Maintenant que la grève du Syndicat des étudiant(e)s employé(e)s à l'UQAM vient de terminer, mon assistant de recherche Frédéric peut revenir au boulot.


Il vient de publier une note socio-économique sur les banques et leur utilisation des paradis fiscaux au Laboratoire socio-économique de l'UQAM dont je suis le directeur. Je lui laisse donc la parole.


Texte de Frédéric Rogenmoser, M.Sc (comptabilité), doctorant en administration et chercheur au laboratoire d'études socio-économique


Le Laboratoire d'études socio-économiques de l'UQAM vient de publier une note socio-économique sur les banques et leur utilisation des paradis fiscaux titrée Analyse socio-économique et fiscale des six grandes banques. Période de 16 ans : de 2000 à 2015. Un cas d’évitement et d'évasion fiscale. Dans cette note socio-économique, nous avons analysé la situation économique et fiscale des six grandes banques canadiennes, soit la Banque Royale du Canada (RBC), la Banque Toronto-Dominion (TD), la Banque Scotia (Scotia), la Banque de Montréal (BMO), la Banque Nationale (BN) et la Banque Canadienne Impériale de commerce (CIBC). Nous avions auparavant fait des études similaires et nous voulions en faire une mise à jour par des données plus récentes. On a utilisé les rapports financiers des banques durant 16 années entre 2000 et 2015. On se base donc sur des données fiables et on ne fait pas d'extrapolation.


Les six grandes banques canadiennes engrangent des bénéfices records, ce qui est déjà très documenté.
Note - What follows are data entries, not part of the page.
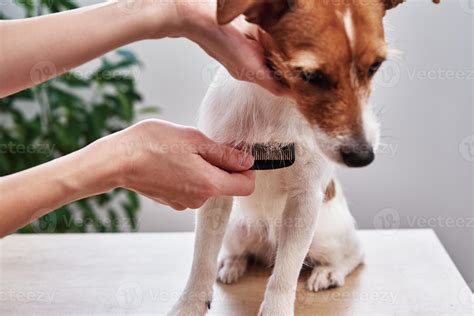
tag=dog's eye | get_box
[300,70,332,88]
[369,61,382,77]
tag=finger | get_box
[198,140,254,172]
[214,170,255,196]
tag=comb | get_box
[251,143,296,170]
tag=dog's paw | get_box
[306,266,344,292]
[258,301,294,316]
[217,257,247,284]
On sait que leurs profits records se font grâce aux frais bancaires souvent scandaleux et aux intérêts astronomiques payés par des clients de la classe moyenne. Pourtant, les banques sont souvent déçues par leurs profits. En effet, Le Devoir du 3 décembre 2014 titrait : «Un profit décevant de 1,11 milliard $ BMO a augmenté son dividende malgré sa contreperformance ».


L'étude démontre que ces six grandes banques ont vu leurs profits passer de 9,3 milliards $ en 2000 à 34,9 milliards $ en 2015, ce qui représente une augmentation de 275% alors que le coût de la vie n’a augmenté que de 31% au cours la même période. Durant la crise de 2008, le bénéfice net total des six grandes banques a été de 12,3 milliards $. Les actionnaires ont reçu presque 183,1 milliards $ versés en dividende ou rachat d’action entre 2000 et 2015 selon les données trouvées dans les états financiers des six grandes banques canadiennes. Sans compter que les actifs totaux sont passés de 1385 milliards $ à 4356 milliards $ entre 2000 et 2015. Ils sont donc extrêmement loin du seuil de pauvreté.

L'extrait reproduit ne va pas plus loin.